# Troy Bilt Bronco Drive spring location?



## douglass2207 (Apr 16, 2017)

Hey all, new to this forum. I've searched up and down everywhere, everyday, for WEEKS. I have a 2010 Troy Bilt Bronco (42" cut, 20hp kholer engine). The guy I bought it off of had some springs fall of the bottom of the tractor that connect to the pedals and brakes and what not. I believe he lost one of the springs, or put them back in the wrong locations. I have researched parts diagrams, but they don't really show which spring connects to which location. Model number is 13wx78ks011. 

That is the same model number for 2010-2014 I believe, but the 2010 has a different "drive" diagram then the rest, not sure if it by mistake or if it is actually different. Does anyone have a picture of the underside of their tractor or have anything that could help? My gas pedal is extremely hard to press and it drives very slow, maybe 1 mph max. Thanks :cheers:


----------



## RC Wells (Dec 26, 2008)

You will need to go to Troy Built's website and download the appropriate service manual. They are now manufactured by MTD, and built for specific discounters like Lowes, etc. Each product run for a specific seller and model year is different.


----------



## thepumpguysc (Jan 25, 2015)

I have just the opposite problem.. my clutch/brake spring broke.. but its useable..
I'd take a pic for ya but don't have a camera..


----------



## douglass2207 (Apr 16, 2017)

I've checked the manuals, they don't show what I need, but thanks for the input. Pumpguys, thanks for the reply as well. Is it the sprig that connects the rod to the rear brake?


----------



## Beverly bills (Oct 2, 2017)

Did you find your problem? I am mm having the same problem. Need to see the underside of a mower.


----------



## AJF (Oct 20, 2021)

Beverly bills said:


> Did you find your problem? I am mm having the same problem. Need to see the underside of a mower.

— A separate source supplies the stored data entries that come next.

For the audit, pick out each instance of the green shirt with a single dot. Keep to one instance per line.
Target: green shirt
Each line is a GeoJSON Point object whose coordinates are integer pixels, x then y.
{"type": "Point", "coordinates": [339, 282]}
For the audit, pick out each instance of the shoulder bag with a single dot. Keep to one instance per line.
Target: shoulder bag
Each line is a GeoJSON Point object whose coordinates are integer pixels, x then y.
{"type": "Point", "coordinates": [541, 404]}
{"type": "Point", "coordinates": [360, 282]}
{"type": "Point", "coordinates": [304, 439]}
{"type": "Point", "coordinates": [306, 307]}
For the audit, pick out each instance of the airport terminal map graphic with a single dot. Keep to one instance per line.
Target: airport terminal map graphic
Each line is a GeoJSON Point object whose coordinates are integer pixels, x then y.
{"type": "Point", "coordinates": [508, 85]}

SAME PROBLEM ON MY TROY BILT BRONCO MODEL 13WX78BS011 S/N 1A3078B40435. I replaced both upper and lower drive belts and now the tractor starts moving as soon as I engage the xmsn.


----------



## tropheusman (9 mo ago)

Here is a picture of it...


----------



## tropheusman (9 mo ago)

And here is what I believe to be the part number...


----------



## ta1904448 (5 mo ago)

How many belts on a older bronco and belts


----------



## pogobill (Jan 31, 2012)

https://www.jackssmallengines.com/jacks-parts-lookup/manufacturer/troy-bilt/13-lawn-tractors


You can look through these pages. Parts by year then by model. 
Probably 2 belts, one for drive, one for the deck.


----------